The third volume was the “Summa Theologica” by Thomas Aquinas. The use of logic to prove the existence of God was completely irresistible to me, even though I had already begun my personal retreat from belief. Again, the work was too dense for me to understand in any profound way, but it introduced me to the world of Anselm, Abelard, William of Ockham, and Duns Scotus. They were a part of a world which seemed to embody the primacy of ideas and the mind and this, to my fifteen year old imagination, was shatteringly mind altering.
Now, having given this background, I must make a confession. At this tender age my intellectual hunger was hybridized with hormonal urges and the offspring was intellectual confusion. One moment I would be sitting in the library intently reading, taking notes about the compelling philosophical argument that the contemplative life is greater than the active life. The next instant my mind would wander to the compelling vision of luscious young Christine looking at me adoringly because I was reading such an important book. How could I reconcile Aquinas and sex?
And so I read these books in the library, but I carried them around the school halls in order that young women would be impressed. It didn’t work. Not one girl in my classes ever swooned over the Principia. I would have probably had better luck carrying a copy of T.S. Eliot’s “Love Song of J. Alfred Prufrock” or Ezra Pound’s “Cantos.” I probably would have been better off carrying Mad Magazine. As it was, the only time that anybody noticed was when the kid with the locker next to mine saw the copy of “Das Kapital” and loudly accused me of being a “Comminist”.
But I learned a lesson from the exercise and it has stayed with me my entire life. There are, and have always been, serious people making serious efforts to address the most serious questions of human existence. I long ago made peace with the fact that I would never be one of them, but it gave me a perspective on human accomplishment that has never been forgotten.

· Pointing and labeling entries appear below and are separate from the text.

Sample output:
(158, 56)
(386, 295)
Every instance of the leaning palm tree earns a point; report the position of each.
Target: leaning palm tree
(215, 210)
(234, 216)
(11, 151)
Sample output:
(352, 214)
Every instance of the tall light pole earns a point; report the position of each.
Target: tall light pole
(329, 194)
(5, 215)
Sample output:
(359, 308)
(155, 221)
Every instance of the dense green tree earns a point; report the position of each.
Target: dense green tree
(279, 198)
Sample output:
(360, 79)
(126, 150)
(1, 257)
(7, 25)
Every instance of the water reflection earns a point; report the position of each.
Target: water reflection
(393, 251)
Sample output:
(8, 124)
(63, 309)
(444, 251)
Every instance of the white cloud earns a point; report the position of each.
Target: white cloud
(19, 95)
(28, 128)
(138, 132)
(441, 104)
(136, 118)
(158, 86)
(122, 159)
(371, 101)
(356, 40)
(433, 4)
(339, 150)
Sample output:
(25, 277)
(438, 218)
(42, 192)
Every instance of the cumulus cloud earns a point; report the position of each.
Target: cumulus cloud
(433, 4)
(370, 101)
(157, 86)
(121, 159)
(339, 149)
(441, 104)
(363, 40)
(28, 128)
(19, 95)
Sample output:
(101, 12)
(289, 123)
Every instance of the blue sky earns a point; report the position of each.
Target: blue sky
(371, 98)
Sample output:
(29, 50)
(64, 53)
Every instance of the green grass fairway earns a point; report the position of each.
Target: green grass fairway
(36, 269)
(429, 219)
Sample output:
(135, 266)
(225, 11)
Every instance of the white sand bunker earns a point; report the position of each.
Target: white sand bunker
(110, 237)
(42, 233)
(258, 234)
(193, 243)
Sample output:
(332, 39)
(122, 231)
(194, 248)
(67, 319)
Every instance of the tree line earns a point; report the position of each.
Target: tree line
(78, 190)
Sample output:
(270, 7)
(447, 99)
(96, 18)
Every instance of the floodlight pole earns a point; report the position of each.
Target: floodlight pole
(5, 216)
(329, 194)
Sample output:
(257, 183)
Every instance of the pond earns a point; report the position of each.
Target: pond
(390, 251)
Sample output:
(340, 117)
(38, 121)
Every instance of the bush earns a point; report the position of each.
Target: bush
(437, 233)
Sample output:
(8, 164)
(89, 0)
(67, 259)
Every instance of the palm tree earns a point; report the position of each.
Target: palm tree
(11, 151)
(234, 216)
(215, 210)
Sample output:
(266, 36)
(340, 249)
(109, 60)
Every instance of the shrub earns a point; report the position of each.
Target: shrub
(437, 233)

Most of what we consider art is as transitory as the Twelfth Night ice sculptures in Boston. The works may be beautiful, but are only temporarily sustainable. In seeking something less transient, less temporary, people look to nature, to science, to religion. PJ and I have found our Romanesque churches. They were created by the same powerful currents as the works of the scholastic philosophers; the belief that the mind of man can perceive the eternal workings of God in our transitory world. And more importantly, our work can honor those divine workings with our own efforts.
Oh, I learned one other important lesson as well. I have the utmost sympathy for all the juvenile medieval monks who worked diligently in the scriptorium copying manuscripts and then suddenly experienced the confused collision of their intellectual and hormonal selves. I think we have seen the results of that confusion in some of the capitals carved in our beloved Romanesque churches.